The truth is, gears like tents and pad last for quite a long time. So, spurging for a quality one will probably works out cheaper in the long run by not having to replace them for years to come.
With the bright orange Prolites, they can double as a signalling device!
I would spring for the Prolite 4 myself, being a more light-freak when I’m backpacking or kayak camping. I’m also a short 65" so the 3/4 Prolite 4 is pretty much a 4/5ths to me. and I simply use my pack as a foot prop.
Folding vrs rolling
From a longevity standpoint, the more you fold and especially if you fold on the same axis each time, the material is going to be a wee bit weaker each time, as opposed to rolling. The idea of stuff sacks and randomly stuffing in say, a sleeping bag, is that the randomness of it promotes the longevity of the sleeping bag. So, if you do have a choice, rolling it flat is something that is good to do. Having said that, it is most likely fine to fold, as it’ll probably get poked by something sharp long before the material actually fatigues to the point of ripping! And I do fold my Prolite 4 and put it in my backpack because it is more suspension on the frame and is much faster than trying to get it stuffed into those little sacks that you can get for your thermarest!
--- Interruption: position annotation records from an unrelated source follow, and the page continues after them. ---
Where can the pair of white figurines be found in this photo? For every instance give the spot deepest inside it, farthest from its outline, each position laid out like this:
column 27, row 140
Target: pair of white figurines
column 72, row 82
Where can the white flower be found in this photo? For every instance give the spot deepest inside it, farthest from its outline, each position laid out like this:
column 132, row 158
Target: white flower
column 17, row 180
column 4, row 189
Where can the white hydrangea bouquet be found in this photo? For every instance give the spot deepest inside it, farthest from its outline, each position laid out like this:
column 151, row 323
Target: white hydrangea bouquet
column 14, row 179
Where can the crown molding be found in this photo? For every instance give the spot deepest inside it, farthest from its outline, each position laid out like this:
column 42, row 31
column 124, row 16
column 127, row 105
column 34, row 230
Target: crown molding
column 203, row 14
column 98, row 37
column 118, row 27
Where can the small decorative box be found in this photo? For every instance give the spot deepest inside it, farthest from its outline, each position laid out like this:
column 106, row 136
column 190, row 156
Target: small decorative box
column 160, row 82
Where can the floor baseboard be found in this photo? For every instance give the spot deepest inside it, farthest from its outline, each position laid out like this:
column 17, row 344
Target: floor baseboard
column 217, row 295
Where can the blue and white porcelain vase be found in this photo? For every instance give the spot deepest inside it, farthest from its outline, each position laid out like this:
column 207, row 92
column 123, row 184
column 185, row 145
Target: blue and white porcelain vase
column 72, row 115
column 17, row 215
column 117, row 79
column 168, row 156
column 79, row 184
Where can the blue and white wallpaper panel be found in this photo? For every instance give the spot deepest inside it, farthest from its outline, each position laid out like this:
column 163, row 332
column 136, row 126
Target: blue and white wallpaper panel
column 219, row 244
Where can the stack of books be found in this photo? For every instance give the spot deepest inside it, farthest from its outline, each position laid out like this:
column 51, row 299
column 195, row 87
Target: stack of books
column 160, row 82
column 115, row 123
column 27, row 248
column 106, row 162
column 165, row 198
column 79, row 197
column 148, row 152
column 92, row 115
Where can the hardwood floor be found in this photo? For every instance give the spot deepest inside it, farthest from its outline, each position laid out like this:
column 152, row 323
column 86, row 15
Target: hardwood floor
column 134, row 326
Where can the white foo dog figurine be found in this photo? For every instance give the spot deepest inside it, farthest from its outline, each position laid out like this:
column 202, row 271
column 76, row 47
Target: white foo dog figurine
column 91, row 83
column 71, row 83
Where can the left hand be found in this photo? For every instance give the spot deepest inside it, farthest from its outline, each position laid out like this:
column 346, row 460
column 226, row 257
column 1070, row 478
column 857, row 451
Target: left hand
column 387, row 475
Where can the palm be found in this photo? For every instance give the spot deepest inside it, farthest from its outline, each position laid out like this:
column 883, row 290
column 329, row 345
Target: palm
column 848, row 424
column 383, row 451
I just bought a new backpacking thermarest. This new full size 25" wide, 1.5" thick Thermarest packs down to 5" by 13"( approximate), half the size of my old full size Thermarest. It’s really great for kayak camping. It too is in training. By the way, my old Thermarest is about twelve years old and it still works great. It’s a good investment. Merry Christmas and Happy Hanukah! Franklin
Big Agnes Mattress
To sort of change the subject. Have you considered the Big Agnes Mattress? I haven’t used one, but I took a trip in the fall with a guy who did. He loves his.
It is NOT self inflated, but he insists that it is no big deal. It inflates easily by mouth. He says it is far more comfortable than a thermarest. His Big Agnes is much smaller than my thermarest uninflated. It is about the size of a nalgene bottle.
If I’m ever in the market for a third mattress I’m going to consider the Big Agnes. I say “third mattress” because the two thermarests I have will last forever.
RE: Slumberjack pads
I too had a problem with a Slumberjack. It had a slow leak from teh get-go, so I returned it for credit.
I bought a knockoff and the cover separated from the foam making it useless.
Rather than worrying about training your mattress store with some air still in it. To fill it pull it out and open valve first thing in camp. Then set up your tent. Put the Thermarest inside and then attend to everything else. When it’s time to hit the rack your mattress will be almost full. I like mine hard so I add a couple of puffs. I should mention air temperatures affect the mattress. In the winter it takes much longer for a mattress to self-inflate and even then it won’t inflate as much as in summer.